Published online May 25, 2021. doi: 10.5501/wjv.v10.i3.86
Peer-review started: January 28, 2021
First decision: February 24, 2021
Revised: March 10, 2021
Accepted: April 26, 2021
Article in press: April 26, 2021
Published online: May 25, 2021
The severe acute respiratory syndrome coronavirus 2 (SARS-CoV-2), the virus responsible for coronavirus disease 2019 (COVID-19), enters affected cells through the angiotensin-converting enzyme 2 (ACE2) receptor, which is highly expressed in type II alveolar cells, enterocytes, and cholangiocytes. SARS-CoV-2 infection causes fever, dry cough, and breathing difficulty, which can progress to respiratory distress due to interstitial pneumonia, and hepatobiliary injury due to COVID-19 is increasingly recognized. The hepatobiliary injury may be evident at presentation of the disease or develop during the disease progression. The development of more severe clinical outcomes in patients with chronic liver diseases (CLD) with or without cirrhosis infected with SARS-CoV-2 has not been elucidated. Moreover, there is limited data related to common medications that affect the disease severity of COVID-19 patients. Additionally, ACE2 receptor expression of hepatobiliary tissue related to the disease severity also have not been clarified. This review summarized the current situation regarding the clinical outcomes of COVID-19 patients with chronic liver diseases who were treated with common medications. Furthermore, the association between ACE2 receptor expression and disease severity in these patients is discussed.

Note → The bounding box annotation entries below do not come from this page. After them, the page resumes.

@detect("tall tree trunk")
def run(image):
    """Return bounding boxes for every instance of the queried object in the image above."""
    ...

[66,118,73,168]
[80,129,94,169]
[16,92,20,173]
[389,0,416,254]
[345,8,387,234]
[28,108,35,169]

Core Tip: With more than 100 million confirmed cases worldwide, hepatobiliary injury has been reported in many coronavirus disease 2019 (COVID-19) patients. The association between COVID-19 and hepatobiliary injury refers to any hepatobiliary damage during disease progression and treatment in COVID-19 patients with or without chronic liver diseases or common medications. Angiotensin-converting enzyme 2 receptor may be a significant factor in hepatobiliary derangement due to its high expression in cholangiocytes, and it is also an entry point of severe acute respiratory syndrome coronaviruses 2. Moreover, drug-induced liver injury and cytokine storm may be an added risk in severe clinical outcomes. Close monitoring of liver function in COVID-19 patients is mandatory.